Additionally, when lasers are operated indoors, they release excess energy that can negatively affect the melt pool and part quality. By calculating the fog zone for each laser, the algorithm can optimize a complex sequence, such as deciding which vector blocks to scan first, following priorities to avoid crosswind and fog zone processing. This helps maintain the quality of the laser beams by preventing interference between them, ensuring an even distribution of energy.
Loose powder on the powder coat can degrade the quality of your prints if handled improperly. To avoid spatter, gas blocking, and overheating, load balancers can simulate airflow, ensuring that the laser never scans the airflow of another laser beam.
3 Combine performance and quality for high quality printing
"The appeal of the load balancer is that it ensures that each laser remains in excellent working order without being adversely affected, thereby increasing processing speed while maintaining build quality," Michel said.
Multiple lasers too close together can emit too much energy, reducing the overall quality of the print, as it can lead to porosity and keyhole defects in the part. With a load balancer, precise and even energy distribution is required to improve laser beam control and achieve high-quality results.
Additionally, load balancers can implement vector fragmentation, which is the next level of granularity, based on user input. Usually a layer contains at least one vector block. However, the algorithm can break large blocks of vectors into smaller blocks, thereby increasing the detail of the layers and allowing a more even distribution of the load among all lasers. The advantage of this technique is that the overall distribution can be further adjusted to improve the efficiency of the 3D printer.
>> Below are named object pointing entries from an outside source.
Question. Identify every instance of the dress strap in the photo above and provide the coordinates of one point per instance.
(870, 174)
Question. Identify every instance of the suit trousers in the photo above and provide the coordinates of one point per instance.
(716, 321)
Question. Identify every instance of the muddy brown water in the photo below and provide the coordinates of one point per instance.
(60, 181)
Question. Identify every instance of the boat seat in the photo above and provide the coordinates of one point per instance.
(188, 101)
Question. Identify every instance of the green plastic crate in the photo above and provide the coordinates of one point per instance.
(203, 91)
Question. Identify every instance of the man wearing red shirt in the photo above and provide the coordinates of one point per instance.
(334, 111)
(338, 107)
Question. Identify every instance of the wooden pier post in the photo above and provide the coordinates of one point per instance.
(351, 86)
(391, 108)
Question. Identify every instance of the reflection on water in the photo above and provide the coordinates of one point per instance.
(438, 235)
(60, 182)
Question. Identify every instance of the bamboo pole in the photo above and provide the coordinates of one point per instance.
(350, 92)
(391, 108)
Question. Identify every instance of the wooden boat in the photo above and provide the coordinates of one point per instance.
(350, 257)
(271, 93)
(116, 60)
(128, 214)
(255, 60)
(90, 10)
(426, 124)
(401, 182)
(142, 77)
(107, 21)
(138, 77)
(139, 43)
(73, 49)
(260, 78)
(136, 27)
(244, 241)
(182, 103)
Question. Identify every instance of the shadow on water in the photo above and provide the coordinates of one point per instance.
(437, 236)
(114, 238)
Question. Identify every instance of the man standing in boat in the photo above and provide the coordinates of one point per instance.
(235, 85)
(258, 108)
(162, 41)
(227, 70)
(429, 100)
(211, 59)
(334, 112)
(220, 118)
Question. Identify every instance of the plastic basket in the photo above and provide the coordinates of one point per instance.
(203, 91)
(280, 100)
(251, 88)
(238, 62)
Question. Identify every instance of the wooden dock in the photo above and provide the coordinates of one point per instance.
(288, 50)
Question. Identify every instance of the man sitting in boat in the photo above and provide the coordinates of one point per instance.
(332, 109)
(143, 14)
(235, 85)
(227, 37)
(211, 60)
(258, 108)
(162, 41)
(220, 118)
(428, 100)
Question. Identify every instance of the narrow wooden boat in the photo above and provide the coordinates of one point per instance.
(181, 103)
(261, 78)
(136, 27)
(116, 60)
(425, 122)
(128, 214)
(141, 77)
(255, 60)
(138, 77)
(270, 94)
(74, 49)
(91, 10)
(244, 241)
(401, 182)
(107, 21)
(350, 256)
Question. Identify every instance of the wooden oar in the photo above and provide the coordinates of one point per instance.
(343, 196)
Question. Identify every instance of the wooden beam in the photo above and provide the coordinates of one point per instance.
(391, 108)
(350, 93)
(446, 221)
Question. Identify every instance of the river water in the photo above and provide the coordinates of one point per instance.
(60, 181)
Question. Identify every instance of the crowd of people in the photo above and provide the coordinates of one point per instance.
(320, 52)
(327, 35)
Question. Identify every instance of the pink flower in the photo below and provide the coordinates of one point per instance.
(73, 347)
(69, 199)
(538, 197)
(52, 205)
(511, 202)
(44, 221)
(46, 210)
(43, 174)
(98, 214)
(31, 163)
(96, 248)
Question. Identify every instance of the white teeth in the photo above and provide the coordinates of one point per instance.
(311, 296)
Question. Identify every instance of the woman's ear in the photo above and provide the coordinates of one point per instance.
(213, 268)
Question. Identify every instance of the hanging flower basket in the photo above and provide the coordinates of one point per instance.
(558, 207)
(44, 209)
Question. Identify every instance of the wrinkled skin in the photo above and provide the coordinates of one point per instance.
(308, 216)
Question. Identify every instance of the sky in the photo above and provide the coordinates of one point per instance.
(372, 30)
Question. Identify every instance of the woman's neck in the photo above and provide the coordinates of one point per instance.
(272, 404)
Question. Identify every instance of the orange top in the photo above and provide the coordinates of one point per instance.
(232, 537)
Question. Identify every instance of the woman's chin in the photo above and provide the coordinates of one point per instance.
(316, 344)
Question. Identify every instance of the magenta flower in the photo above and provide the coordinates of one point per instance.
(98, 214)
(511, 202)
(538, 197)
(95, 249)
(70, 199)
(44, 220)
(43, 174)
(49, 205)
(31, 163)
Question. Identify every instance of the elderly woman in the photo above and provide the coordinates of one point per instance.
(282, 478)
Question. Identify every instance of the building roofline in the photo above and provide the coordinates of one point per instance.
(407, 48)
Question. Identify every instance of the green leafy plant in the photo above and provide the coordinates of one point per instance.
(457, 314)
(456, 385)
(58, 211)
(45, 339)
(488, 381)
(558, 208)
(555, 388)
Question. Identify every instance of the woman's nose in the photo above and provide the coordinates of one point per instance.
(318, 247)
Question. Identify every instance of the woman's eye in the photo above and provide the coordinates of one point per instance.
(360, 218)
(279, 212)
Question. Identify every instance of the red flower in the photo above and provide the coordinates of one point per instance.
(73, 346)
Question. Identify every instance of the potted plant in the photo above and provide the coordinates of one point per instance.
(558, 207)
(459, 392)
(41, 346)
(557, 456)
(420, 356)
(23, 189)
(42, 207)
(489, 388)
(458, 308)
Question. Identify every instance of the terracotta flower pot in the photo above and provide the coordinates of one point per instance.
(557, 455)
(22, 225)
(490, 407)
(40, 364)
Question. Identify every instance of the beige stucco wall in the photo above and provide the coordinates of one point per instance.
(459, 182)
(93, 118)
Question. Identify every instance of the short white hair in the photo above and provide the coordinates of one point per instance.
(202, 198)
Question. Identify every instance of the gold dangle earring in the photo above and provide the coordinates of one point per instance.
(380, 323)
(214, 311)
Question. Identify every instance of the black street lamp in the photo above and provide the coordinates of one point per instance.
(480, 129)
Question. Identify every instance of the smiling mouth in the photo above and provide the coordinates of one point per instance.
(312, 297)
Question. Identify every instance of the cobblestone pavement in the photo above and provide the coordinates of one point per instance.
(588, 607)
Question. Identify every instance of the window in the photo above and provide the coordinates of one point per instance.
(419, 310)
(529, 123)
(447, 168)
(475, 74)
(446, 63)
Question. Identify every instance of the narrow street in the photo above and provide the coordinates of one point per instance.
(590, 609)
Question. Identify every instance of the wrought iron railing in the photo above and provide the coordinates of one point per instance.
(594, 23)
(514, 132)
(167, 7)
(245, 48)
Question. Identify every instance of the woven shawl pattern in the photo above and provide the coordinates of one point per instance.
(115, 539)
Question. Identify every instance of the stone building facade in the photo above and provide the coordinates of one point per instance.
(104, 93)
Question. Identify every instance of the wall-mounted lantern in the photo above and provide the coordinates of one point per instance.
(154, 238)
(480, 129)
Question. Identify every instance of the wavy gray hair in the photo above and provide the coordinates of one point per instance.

One of the reasons for not optimizing the production time is that the laser can make too many jumps while printing the part. Limit the range of each laser by wavelength to reduce the number of jumps. This helps to improve overall production efficiency and reduce close interaction between lasers working on the same part.
Finally, a hybrid mode option in the load balancer allows the user to choose whether to scan a section with a single laser or algorithmically optimize to distribute vectors between different lasers. This can further optimize load distribution.
"Options can be set with just a few clicks. If you have any needs, you can also adjust and adjust the details of each option as needed," said Brecht.
An optimized multi-laser 3D printer designed for LPBF production
Optimizing a multi-laser 3D printer can be a great way to increase metal 3D printing performance while reducing costs and lead time if the scan path strategy is designed correctly. However, users and even manufacturers are not taking full advantage of these devices because they haven't invested in the right software.
Load equalizer — this a solution to the problem of a multi-laser printer. Use this module as part of the BP SDK or your own slicer to reduce development costs and speed time to market, opening up new avenues for innovation, and the load balancer can be machine controlled on our server-side CO-AM software platform.
“Whether you're a technology engineer looking to customize settings for a specific application, or a less tech-savvy user who prefers a simplified approach to integration, the fast and easy experience with Load Balancer is great. This automated manufacturing tool is a game-changer: it harnesses the full power of your production resources and turns your operations into tangible results,” says Johan.